Pope Joan Design is a multidisciplinary design studio based near the shores of Lake Ontario and run by Joan Simpson, specializing in brand alignment and refined identities for creative entrepreneurs who are looking to level-up their brand through visual branding to website design + development and photography to interior design, architecture + styling.

Pope Joan carries the client projects from inception to completion. Upon completion of our brand alignment process, we deliver a large package that equips you with the tools needed to launch your brand with confidence successfully. With this solid foundation in place, Pope Joan Design Studio can build out any accompanying elements of your brand with ease, whether it be website design and development, photography, full-service interior design, architecture and styling, a stationary system, or a packaging and merchandising suite.

With a warm and holistic approach, Pope Joan Design Studio guides you through a fine-tuned process that uncovers your why, identifies your goals, and leverages this information to craft a story that aligns with your mission. By harnessing your unique qualities, we create the framework for an identity that feels uniquely you, and successfully sets you apart from your competitors.

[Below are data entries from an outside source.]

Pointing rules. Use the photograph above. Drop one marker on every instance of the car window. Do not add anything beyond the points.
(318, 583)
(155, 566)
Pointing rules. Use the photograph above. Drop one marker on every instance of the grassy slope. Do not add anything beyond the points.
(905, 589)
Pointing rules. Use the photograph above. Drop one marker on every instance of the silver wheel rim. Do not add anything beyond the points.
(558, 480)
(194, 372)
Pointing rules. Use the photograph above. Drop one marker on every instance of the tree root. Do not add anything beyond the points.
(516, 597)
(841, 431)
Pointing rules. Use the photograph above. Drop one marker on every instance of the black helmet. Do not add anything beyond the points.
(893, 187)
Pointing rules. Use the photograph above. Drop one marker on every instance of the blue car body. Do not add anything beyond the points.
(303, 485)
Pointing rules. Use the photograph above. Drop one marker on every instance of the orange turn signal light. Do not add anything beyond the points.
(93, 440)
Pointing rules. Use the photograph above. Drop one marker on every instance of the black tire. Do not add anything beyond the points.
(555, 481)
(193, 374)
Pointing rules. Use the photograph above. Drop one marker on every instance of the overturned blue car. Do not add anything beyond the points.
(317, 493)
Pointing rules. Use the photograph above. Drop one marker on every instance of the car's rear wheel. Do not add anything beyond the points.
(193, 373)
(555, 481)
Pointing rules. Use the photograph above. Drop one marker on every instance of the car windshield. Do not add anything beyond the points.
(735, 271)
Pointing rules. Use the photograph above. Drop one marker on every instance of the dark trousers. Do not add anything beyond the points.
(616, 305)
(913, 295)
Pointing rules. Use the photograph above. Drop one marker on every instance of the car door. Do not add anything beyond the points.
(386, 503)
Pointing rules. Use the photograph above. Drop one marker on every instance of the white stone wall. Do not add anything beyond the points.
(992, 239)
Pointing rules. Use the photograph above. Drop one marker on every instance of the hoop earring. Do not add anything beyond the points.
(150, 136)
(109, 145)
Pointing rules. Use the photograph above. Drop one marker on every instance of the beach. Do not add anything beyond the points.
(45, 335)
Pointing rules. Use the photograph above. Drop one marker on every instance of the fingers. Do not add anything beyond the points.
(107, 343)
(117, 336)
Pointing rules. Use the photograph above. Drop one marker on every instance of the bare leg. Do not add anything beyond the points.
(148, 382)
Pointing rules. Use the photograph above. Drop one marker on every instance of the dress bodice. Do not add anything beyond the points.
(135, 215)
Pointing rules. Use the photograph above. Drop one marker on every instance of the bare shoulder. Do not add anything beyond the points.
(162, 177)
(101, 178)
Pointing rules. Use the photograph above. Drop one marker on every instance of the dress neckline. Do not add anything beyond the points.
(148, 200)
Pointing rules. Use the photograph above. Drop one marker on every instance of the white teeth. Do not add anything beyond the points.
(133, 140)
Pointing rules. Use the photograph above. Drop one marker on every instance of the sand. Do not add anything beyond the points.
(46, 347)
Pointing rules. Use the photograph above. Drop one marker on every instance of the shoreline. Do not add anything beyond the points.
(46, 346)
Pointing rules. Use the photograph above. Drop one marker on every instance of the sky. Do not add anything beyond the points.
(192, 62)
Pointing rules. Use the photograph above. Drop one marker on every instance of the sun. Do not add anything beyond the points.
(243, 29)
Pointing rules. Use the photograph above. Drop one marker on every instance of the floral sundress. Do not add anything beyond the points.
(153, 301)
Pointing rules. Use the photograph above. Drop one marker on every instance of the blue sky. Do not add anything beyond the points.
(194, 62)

Pope Joan Design aligns, defines and refines™.



A question I am asked often since I launched this business. I felt I could do my small part to let Pope Joan be known and try to an emulate her tenacity in my tiny corner of the world all while being a mother of two little girls who I hope to instill a strong work ethic, teach them to express themselves creatively alongside me and educate them to stand in their power and create new social norms for themselves as females.

While not the topic of conversation within the Roman Catholic church, historical legend has it that a woman named Joan held the papal seat in the Middle Ages. In the 13th century, printed chronicles of her life spread throughout Europe recounting her story, shocking Christians throughout the world and gaining her worldwide fame.

Joan rebelled against medieval laws forbidding women to learn. When her older brother was brutally killed during a Viking attack, Joan took up his identity and entered a monastery in Fulda, Germany where she was initiated into the brotherhood in his place. She was said to have lived her life disguised as a man named Brother "Johannas Anglicus", working her way up within the church distinguishing herself as a great scholar and healer.

Eventually, she was drawn to Rome, Italy, where she attained the highest throne in Christendom being elected Pope in 855, wielding a power greater than any woman before or since. As legend has it, she held the position for two years before her dramatic unveiling.

During a large religious procession to Saint Peter's Basilica, Rome, Italy, leading on horseback, the crowds cornered and startled her horse, causing it to buck. Joan’s sudden fall caused her to go into labor. She had apparently been hiding her pregnant belly under her papal garb for some time, thus unveiling her secret and exposing the fact that "Johannes" was actually Joan.

The public and the Catholic church itself were outraged – so much so that they tied her to her own horse and had her dragged around the city to be shamed before finally executing her.

While historians can’t seem to agree on whether the story of Pope Joan is true, the church insists that it is a mere legend – a story proven too tantalizing to be forgotten. Over the years, various researchers have attempted to find a real, historical Joan. The latest is Michael E. Habicht, Archäologe und Ägyptologe, an archaeologist at Flinders University in Adelaide, South Australia. I, personally and hopefully, think he is onto something - http://bit.ly/popejoancoin.

Regardless of what may be true, it is undeniable that some choose to believe, including me.

We say that the #futureisfemale, which is undeniably true, but let us not forget an innumerable amount of females who were part of our powerful past that were silenced, erased, forgotten – including Pope Joan. Let her story live on.